Introduction
Recent publications within NLP present models with parameter counts that one after another continues to increase, now reaching parameter counts as high as in the tenths of billions (Google T5 with 11B parameters). While more parameters might be the key to optimal performance does it prevent model training and serving where the computational budget might be limited. The paper summarised in this article, “DistillBERT, a distilled version of BERT: smaller, faster, cheaper and lighter” address’ this issue through a method called Knowledge Distillation.
Knowledge distillation
Knowledge Distillation, introduced by Bucila et al. (2006) and further improved by Hinton et al. (2015) (see appendix for comments on the contribution of these papers) uses a larger model as a teacher for a smaller one which tries to replicate its outputs and sub-layer activation for a given set of inputs. Previous work has shown that it is beneficial to consider more than just the true targets (the one-hot vectors) when training a student. Using the output distribution from the teacher over all possible targets can provide valuable information for creating a student with generalisability. For example, in predicting the hidden word in the sequence “I think this is the beginning of a beautiful [mask]”, the teacher might assign high probabilities to words like “day” and “life”. Relatively speaking might there also be high probabilities assigned to other words like “world”, “story” or “future”. This nuance is important for the student model to learn in order for it to generalise, rather than only learning the correct target. This paper capture this information through loss function used to train the student, comprised of a linear combination of the following three factors:
Distillation loss. The output probabilities of the teacher (t) are combined with the ones from the student (s) as shown in the equation below. To minimise this loss the student network, therefore, want to have higher certainty (probability) for the same outputs the teacher provided large probabilities. The teacher probabilities are calculated through temperature softmax, a modification to softmax introduced by Hinton et al. as a way to get more out of the granularities from the teacher model output distribution. It basically reduces the size of large probabilities while increasing that of the smaller ones, creating a smoother output distribution.

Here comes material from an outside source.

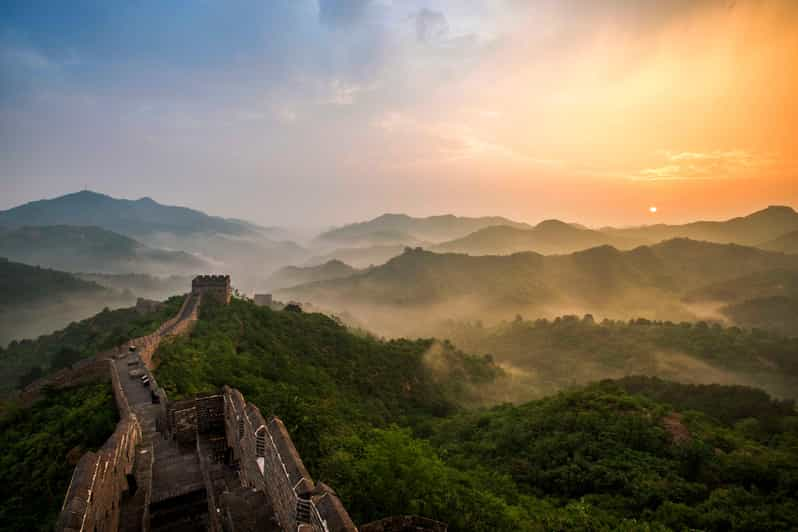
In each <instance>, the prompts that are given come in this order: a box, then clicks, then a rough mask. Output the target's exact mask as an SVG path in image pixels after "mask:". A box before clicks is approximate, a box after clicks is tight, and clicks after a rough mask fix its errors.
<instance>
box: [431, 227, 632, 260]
mask: <svg viewBox="0 0 798 532" xmlns="http://www.w3.org/2000/svg"><path fill="white" fill-rule="evenodd" d="M634 244H635V242H634V241H632V240H629V239H626V238H624V237H621V236H614V235H609V234H606V233H602V232H600V231H594V230H591V229H587V228H580V227H576V226H574V225H571V224H567V223H565V222H561V221H559V220H546V221H544V222H541V223H539V224H538V225H536V226H535V227H533V228H531V229H528V228H518V227H513V226H509V225H494V226H491V227H486V228H484V229H480V230H479V231H475V232H473V233H471V234H469V235H467V236H464V237H463V238H458V239H456V240H450V241H448V242H444V243H442V244H438V245H437V246H434V247H432V248H431V249H432V250H433V251H439V252H444V253H446V252H451V253H467V254H469V255H510V254H512V253H519V252H522V251H534V252H536V253H541V254H543V255H551V254H560V253H573V252H574V251H579V250H582V249H587V248H592V247H596V246H602V245H610V246H614V247H617V248H631V247H634Z"/></svg>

Cosine embedding loss. A distance measure between hidden representations for student and teacher. This essentially enables the student to mimic the teacher in more layers than just the output layer, intuitively enabling the creation of a better model
Masked Language Modelling loss. The same loss as used when training BERT to predict the correct token masked from the sequence.
Architecture
The student network architecture is a Transformer encoder model with half the number of layers compared to BERT-base, while keeping the hidden representation dimension the same. This results in a total parameter count of 66M compared to the teacher model’s 110M. The reason for this choice is that reducing model size through the number of layers achieve the highest reduction in computation complexity. Reducing the hidden state representation (the size of the vectors) would due to linear algebra optimisations used for each vector operation have achieved the same reduction in model size but not in computational complexity. Further, simply changing the number of layers enables the student network to be initialised with parameters from every other layer in the teacher model.
Training
This student network was trained on the same dataset as the original BERT model following best practices for transformer encoders; large batches (up to 4k samples) only tasked with predicting masked tokens and not the next sentence prediction task. Compared to RoBERTa could this distilled BERT model be trained with only 1.5% of the aforementioned model's computational cost.
Results
DistillBERT is able to achieve 97% of BERT-base’s score on the GLUE benchmark and 99.3% on the IMDb classification task. This while reducing model size and computational time with around 40%.
An ablation study revival the importance of the different loss objectives, showing that both cosine distance between student and teacher hidden representations and distillation loss contribute the most to the overall student performance, increasing the GLUE score by about 4 points. Weight initialisation from the pre-trained model also proves to provide similar gains in performance, increasing the GLUE score by 4.83 when comparing to a distilled model trained without the initialisation.
Conclusion
Knowledge distillation enables larger models, or ensembles of models, to be condensed into a single, smaller student network. This enables usage of state of the art architectures to be deployed where the computational environment is limited. With recent developments within the field of NLP, e.g. Google’s T5, I do believe that the area of knowledge distillation will continue to evolve over the years to come.
Appendix
Bucila et al. distill an ensemble of models into a single student model. The authors also bootstrap the training data through processing unlabelled examples with the ensemble, enabling the student to more easily mimic its teachers.
Hinton et al. introduce temperature softmax as part of the loss function which creates softer targets for the student to mimic. This high entropy (close to an even distribution) provides much more information than the true targets would, enabling the student to more easily learn to generalise.